Washington, D.C. Newsroom, Jul 1, 2025 / 07:00 am
A lawsuit that seeks to block West Virginia from offering a Catholic trade college a $5 million grant will move forward after a judge rejected the college’s motion for a dismissal last week.
The lawsuit, filed by the West Virginia American Civil Liberties Union (ACLU) on behalf of the American Humanist Association (AHA), is asking a Kanawha County Circuit Court judge to block the grant awarded to St. Joseph the Worker College.
The College of St. Joseph the Worker, based in Steubenville, Ohio, teaches trades related to construction — carpentry, HVAC, electrical, and plumbing — combined with a bachelor’s degree in Catholic studies. The school intends to use the grant money to create a nonprofit construction company in West Virginia and expand its job training and education programs into the state.

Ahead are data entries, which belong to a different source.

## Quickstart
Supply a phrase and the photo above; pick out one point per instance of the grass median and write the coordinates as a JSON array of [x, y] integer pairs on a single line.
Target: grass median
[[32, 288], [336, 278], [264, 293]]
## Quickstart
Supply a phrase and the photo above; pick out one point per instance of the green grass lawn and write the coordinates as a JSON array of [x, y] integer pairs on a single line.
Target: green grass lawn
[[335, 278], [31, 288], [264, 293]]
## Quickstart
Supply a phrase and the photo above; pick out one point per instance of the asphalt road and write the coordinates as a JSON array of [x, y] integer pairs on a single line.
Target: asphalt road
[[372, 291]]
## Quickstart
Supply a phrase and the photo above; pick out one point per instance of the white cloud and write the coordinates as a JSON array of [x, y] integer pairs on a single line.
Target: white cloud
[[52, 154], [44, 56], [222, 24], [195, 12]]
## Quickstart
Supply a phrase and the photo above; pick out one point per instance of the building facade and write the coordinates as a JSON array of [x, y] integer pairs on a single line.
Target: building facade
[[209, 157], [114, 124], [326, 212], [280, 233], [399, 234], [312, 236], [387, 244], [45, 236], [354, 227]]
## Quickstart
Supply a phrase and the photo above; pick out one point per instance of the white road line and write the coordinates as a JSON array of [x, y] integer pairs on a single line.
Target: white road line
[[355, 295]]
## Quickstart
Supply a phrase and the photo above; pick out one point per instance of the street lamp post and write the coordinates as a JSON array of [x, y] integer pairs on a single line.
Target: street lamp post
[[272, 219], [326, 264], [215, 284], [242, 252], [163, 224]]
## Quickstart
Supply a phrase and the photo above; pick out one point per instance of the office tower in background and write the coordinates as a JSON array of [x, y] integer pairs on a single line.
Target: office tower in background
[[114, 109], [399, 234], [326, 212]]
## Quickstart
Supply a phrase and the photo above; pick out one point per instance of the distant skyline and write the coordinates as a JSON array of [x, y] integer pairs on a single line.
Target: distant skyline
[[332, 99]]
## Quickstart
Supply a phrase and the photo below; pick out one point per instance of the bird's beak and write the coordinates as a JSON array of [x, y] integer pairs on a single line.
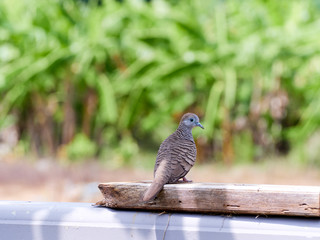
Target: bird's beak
[[199, 125]]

The West Virginia ACLU contends in its lawsuit that taxpayer money should not be spent to support a grant to a religiously affiliated college. The lawsuit was filed against the West Virginia Water Development Authority (WVDA), which is the government body that approved the grant for economic development purposes. The college is not a defendant in the lawsuit.

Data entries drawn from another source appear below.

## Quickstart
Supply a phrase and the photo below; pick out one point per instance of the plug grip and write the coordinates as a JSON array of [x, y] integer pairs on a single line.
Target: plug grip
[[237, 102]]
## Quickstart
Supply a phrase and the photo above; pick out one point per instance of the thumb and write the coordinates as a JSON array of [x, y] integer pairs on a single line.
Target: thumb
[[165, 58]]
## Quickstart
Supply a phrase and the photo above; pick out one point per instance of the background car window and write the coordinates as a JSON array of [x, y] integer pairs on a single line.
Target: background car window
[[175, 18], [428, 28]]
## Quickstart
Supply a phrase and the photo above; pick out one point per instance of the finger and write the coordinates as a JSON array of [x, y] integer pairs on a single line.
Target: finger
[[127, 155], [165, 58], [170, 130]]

“Our case challenging a $5 million grant in water development funds to a ‘radically Catholic’ school in Ohio can move forward,” the West Virginia ACLU announced in a statement posted on Bluesky.
“Thousands in West Virginia lack clean water,” the statement read. “Forcing them to fund this school’s religious mission with money meant for infrastructure is wholly inappropriate.”

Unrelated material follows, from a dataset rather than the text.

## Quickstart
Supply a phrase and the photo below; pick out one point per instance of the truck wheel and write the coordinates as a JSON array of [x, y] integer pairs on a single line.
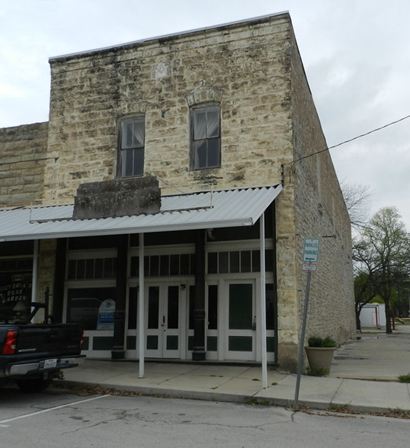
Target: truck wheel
[[33, 385]]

Both the nonprofit construction company and the additional training programs the college wants to establish would be located in Weirton, West Virginia, once a booming steel town. The city sits in the northern tip of the state and borders Ohio, where the college is primarily based.
The proposed construction company would employ students and focus on revitalization projects for sites of historical or cultural significance that for-profit companies would likely pass on.
As part of the grant funding agreement, St. Joseph the Worker would recruit students from West Virginia and develop partnerships with West Virginia-based tradesmen and contractors to help place students in jobs located in the state after graduation.
A spokesperson for St. Joseph the Worker did not respond to a request for comment.
In January, when the ACLU first filed its lawsuit, a spokesperson for the WVDA told CNA it “will not comment to the media” about the lawsuit but that all comments “will be made in public court filings.”